Control Flow¶

This guide covers the control‑flow primitives in TileLang and how they lower to efficient GPU code. You will use these to structure loops, handle boundaries, and express pipelined compute.

Overview¶

Conditionals: if / elif / else, ternary (x if c else y)
Loops: T.serial, T.unroll, T.Parallel, T.Pipelined
While loops: while with a TIR condition
Flow control: Python break / continue
Safety: automatic OOB guards via the LegalizeSafeMemoryAccess pass

The examples assume import tilelang.language as T.

Conditionals¶

Standard Python if/elif/else is supported inside @T.prim_func kernels. Conditions should be TIR expressions (e.g., i < N). Python plain booleans are treated as compile‑time constants and will be folded.

for i in T.serial(N):
    if i < N:            # TIR condition
        C[i] = A[i] + B[i]
    else:
        pass

# Ternary
x = (A[i] if i < N else 0)

Short‑circuit boolean ops are supported. For multi‑dimensional bounds, use T.any_of / T.all_of for clarity:

if T.all_of(i < M, j < N):
    C[i, j] = A[i, j] + B[i, j]

Boundary handling note

The LegalizeSafeMemoryAccess pass automatically inserts guards when an access may be out‑of‑bounds, and elides them when proven safe. You can often omit explicit if checks for simple edge handling, but keep them when you need custom logic or clarity.

Loops¶

Serial¶

T.serial creates a plain for‑loop. Common forms:

for i in T.serial(N):
    ...                     # 0..N-1

for i in T.serial(0, N, 2):
    ...                     # 0, 2, 4, ...

Unroll¶

T.unroll requests loop unrolling for small trip counts.

for k in T.unroll(K_TILE):
    acc += a[k] * b[k]

Advanced: TileLang forwards unroll hints to TIR; factor/explicit knobs are available for expert tuning.

Parallel (elementwise)¶

T.Parallel(ext0, ext1, ...) builds nested loops that map well to elementwise operations. The body receives all indices in one for header:

for i, j in T.Parallel(M, N):
    C[i, j] = A[i, j] + B[i, j]

Optional hints:

coalesced_width= controls memory coalescing width (used for vectorization checks).
loop_layout= accepts a T.Fragment to annotate the layout of the entire nested parallel loop. The annotation is attached to the outermost loop only and must have InputDim == number of nested parallel extents.
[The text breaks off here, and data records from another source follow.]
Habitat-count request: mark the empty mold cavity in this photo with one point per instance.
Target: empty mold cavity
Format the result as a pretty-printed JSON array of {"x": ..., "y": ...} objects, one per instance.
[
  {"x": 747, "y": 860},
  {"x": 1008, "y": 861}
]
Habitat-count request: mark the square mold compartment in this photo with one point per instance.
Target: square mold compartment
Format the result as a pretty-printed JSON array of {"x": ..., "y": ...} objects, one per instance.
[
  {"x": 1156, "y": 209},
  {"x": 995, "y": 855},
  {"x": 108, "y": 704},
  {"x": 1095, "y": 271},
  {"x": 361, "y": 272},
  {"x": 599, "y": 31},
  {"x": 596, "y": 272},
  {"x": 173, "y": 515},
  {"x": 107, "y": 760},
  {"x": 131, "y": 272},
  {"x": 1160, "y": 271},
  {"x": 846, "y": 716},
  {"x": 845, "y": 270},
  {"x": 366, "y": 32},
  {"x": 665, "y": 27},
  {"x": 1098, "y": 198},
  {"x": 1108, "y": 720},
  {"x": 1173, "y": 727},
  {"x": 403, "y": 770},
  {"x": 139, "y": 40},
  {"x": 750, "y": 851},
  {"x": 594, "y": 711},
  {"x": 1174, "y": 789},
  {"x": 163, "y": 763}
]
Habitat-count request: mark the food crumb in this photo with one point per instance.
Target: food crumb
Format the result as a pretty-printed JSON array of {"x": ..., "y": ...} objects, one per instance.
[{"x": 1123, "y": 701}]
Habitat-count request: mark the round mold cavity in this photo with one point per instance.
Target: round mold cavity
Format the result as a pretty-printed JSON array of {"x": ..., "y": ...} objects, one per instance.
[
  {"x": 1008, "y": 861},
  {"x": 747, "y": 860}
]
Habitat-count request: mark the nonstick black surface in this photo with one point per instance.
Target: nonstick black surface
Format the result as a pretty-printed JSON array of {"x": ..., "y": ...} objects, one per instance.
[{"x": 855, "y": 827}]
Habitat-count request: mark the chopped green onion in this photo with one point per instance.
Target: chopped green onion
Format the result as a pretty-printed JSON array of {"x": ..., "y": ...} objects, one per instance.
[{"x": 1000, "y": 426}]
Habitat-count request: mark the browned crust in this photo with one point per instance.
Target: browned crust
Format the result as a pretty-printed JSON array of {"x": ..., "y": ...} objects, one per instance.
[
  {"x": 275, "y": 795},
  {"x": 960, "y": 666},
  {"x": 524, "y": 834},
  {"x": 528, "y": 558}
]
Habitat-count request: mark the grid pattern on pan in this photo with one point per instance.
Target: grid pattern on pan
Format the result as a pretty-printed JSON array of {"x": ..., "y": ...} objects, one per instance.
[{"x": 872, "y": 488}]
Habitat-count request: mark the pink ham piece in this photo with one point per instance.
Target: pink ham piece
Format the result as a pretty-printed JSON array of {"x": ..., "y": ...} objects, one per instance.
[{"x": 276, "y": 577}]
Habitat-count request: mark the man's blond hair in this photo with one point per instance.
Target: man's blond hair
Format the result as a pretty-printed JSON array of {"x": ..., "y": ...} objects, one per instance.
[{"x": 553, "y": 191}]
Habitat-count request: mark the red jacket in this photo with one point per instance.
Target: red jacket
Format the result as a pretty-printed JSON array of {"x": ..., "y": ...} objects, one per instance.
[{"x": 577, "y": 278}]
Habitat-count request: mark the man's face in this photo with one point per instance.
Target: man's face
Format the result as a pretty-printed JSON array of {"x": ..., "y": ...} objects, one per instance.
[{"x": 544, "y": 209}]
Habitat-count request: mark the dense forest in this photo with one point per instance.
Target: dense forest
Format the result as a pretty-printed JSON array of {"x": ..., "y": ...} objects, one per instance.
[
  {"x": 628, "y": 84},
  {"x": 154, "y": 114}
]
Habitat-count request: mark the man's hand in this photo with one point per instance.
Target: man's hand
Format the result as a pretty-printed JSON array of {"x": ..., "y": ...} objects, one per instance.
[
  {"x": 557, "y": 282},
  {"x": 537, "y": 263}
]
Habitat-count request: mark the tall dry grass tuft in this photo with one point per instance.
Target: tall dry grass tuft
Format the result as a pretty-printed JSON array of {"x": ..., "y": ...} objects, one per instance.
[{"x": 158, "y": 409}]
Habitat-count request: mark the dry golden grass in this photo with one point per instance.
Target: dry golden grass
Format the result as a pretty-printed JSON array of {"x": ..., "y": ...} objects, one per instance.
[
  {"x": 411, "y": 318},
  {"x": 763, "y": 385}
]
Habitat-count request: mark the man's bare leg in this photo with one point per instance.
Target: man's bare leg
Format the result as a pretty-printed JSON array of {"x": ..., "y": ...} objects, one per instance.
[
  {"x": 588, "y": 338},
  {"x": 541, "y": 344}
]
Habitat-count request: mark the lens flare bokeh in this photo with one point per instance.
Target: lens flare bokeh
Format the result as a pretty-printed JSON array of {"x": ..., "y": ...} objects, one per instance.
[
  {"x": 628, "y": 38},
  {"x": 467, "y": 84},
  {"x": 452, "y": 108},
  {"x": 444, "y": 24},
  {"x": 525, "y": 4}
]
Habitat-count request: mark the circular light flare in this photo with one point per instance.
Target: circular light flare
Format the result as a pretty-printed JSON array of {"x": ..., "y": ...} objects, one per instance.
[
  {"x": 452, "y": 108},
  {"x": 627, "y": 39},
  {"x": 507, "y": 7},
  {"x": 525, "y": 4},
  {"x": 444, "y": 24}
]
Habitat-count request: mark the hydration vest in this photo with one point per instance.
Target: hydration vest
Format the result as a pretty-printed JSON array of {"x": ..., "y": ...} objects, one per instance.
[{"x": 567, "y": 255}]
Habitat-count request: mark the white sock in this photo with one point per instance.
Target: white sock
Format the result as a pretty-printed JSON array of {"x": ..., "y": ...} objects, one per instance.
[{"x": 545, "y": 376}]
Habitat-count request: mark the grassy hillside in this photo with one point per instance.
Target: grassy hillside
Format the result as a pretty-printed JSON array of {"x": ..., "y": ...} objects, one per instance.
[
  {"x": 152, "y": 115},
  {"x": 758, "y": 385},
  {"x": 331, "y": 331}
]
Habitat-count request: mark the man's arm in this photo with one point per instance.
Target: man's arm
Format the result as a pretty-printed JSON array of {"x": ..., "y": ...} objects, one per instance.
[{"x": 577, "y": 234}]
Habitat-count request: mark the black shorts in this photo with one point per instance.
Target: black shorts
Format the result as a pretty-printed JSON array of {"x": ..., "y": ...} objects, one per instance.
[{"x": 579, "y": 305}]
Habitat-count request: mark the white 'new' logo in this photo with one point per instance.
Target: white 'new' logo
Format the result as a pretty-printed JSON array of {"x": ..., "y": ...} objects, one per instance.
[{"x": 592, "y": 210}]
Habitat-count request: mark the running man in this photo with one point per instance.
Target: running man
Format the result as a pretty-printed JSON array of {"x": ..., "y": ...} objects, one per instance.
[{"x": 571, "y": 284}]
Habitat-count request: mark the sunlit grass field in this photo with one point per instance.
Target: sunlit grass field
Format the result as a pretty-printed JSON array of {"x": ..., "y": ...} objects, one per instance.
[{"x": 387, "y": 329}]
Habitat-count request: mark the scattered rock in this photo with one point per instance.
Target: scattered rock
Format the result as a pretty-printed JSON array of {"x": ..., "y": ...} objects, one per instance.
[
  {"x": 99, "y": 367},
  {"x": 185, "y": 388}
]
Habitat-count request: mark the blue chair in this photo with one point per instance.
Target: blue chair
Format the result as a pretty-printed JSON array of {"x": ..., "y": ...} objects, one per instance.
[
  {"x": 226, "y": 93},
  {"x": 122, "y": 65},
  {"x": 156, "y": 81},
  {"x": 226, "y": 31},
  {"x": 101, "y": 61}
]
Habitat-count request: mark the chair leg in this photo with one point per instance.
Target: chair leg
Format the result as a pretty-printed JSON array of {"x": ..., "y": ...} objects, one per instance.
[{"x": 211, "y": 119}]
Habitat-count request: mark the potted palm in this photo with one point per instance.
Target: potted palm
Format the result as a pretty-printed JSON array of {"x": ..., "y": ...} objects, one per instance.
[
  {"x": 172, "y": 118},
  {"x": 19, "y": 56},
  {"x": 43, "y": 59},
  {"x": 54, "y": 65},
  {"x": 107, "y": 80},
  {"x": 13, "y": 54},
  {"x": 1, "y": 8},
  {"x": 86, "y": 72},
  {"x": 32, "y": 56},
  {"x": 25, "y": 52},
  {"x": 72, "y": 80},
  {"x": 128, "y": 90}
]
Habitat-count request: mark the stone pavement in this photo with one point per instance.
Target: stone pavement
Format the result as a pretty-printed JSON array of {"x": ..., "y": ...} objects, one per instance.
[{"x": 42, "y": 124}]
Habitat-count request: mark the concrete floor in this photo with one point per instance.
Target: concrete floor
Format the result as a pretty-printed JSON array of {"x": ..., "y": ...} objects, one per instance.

Pipelined (software pipelining)¶

T.Pipelined(iters, num_stages=...) overlaps producer/consumer stages (e.g., Global→Shared copies with compute). This is the backbone of GEMM/attention pipelines.

for ko in T.Pipelined(T.ceildiv(K, BK), num_stages=3):
    T.copy(A[by * BM, ko * BK], A_s)  # stage: copy A tile
    T.copy(B[ko * BK, bx * BN], B_s)  # stage: copy B tile
    T.gemm(A_s, B_s, C_f)             # stage: compute

Persistent (advanced)¶

T.Persistent(domain, wave_size, index, group_size=...) exposes persistent thread‑block style looping. It is an advanced construct that TileLang lowers in later passes and is typically used by specialized templates.

While Loops¶

while is supported when the condition is a TIR expression. Avoid infinite loops; TileLang will error if it detects a constant‑true condition.

i = 0
while i < N:
    ...
    if done:
        break
    i += 1

Break and Continue¶

Use Python break/continue to exit or skip within T.serial/T.unroll/ T.Parallel/while loops. Keep the body clean after a break/continue for readability; the compiler will ignore the dead path.

Putting It Together: Residual Tile Handling¶

Below is a typical edge pattern for a 2D kernel. With LegalizeSafeMemoryAccess, the explicit guard can be omitted when you don’t need a custom edge path.

for i, j in T.Parallel(M, N):
    gi = by * BM + i
    gj = bx * BN + j
    if T.all_of(gi < M, gj < N):     # optional in many cases
        C[gi, gj] = A[gi, gj] + B[gi, gj]

Debugging Conditions¶

Use T.print to inspect values under predicates. For buffers, TileLang prints from a single thread to avoid duplicate outputs.

if i == 0:
    T.print(C, msg='C tile:')